OpenAI’s filing came during a burst of public-market activity among technology companies, according to Fortune. Anthropic, an OpenAI rival, announced plans for a fall IPO the week before OpenAI’s filing, while SpaceX was completing its first week as a public company after its market capitalization rose above $2.5 trillion and passed Amazon’s.

Competition adds pressure

OpenAI has also been pressing staff to respond more quickly to competitive threats. Fortune reported that Altman declared a “code red” in an internal memo last year after Google drew attention for its Gemini 3 model, which Google said was deployed into Search in one day, its fastest model rollout for that product.

Fortune reported that Altman’s order created an eight-week push to focus on OpenAI’s own work while delaying efforts such as advertising and wider e-commerce features. OpenAI released a model after that period, Fortune reported.

The company’s spending remains a concern. Ed Zitron reported that OpenAI lost $38.5 billion in the 2025 calendar year and another $3.7 billion in the first quarter of 2026, with costs running far ahead of revenue.

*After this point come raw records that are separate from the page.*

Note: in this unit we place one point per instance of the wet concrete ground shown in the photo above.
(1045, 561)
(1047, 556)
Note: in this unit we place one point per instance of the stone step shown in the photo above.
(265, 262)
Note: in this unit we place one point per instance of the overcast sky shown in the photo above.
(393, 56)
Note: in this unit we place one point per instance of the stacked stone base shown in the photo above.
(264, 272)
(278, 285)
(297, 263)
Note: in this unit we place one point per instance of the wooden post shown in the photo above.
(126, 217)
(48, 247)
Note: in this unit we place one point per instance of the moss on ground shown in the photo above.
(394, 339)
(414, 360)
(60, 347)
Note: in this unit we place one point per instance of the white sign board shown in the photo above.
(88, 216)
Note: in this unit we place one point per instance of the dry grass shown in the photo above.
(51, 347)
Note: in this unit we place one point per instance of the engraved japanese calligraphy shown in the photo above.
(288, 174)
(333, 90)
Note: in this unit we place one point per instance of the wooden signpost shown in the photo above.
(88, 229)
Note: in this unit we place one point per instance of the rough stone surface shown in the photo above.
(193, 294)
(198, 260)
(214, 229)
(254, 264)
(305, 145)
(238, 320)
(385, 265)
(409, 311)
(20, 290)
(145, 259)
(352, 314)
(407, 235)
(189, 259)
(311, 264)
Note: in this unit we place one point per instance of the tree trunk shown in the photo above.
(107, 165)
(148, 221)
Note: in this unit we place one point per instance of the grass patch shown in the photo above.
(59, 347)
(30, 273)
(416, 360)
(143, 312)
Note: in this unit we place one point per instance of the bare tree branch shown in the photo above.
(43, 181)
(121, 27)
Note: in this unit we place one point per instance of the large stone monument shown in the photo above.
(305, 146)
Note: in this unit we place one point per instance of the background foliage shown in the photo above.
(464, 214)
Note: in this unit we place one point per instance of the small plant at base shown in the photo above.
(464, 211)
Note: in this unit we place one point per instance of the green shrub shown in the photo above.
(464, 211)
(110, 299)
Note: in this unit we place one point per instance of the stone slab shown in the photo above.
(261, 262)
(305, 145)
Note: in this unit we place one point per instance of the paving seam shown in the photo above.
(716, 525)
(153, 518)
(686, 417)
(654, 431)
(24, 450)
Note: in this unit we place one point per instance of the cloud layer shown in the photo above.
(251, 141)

Anthropic has faced its own issues ahead of a possible listing. Fortune reported that the U.S. government ordered the company to suspend its Fable and Mythos models over national security concerns, after the Pentagon labeled Anthropic a “supply chain risk” in March.

Altman told the Big Technology Podcast that fast responses to competitive threats are likely to continue. He said OpenAI may run such efforts once or twice a year for a long time as it tries to stay ahead of companies including Google and DeepSeek.

This story draws on original reporting from Fortune.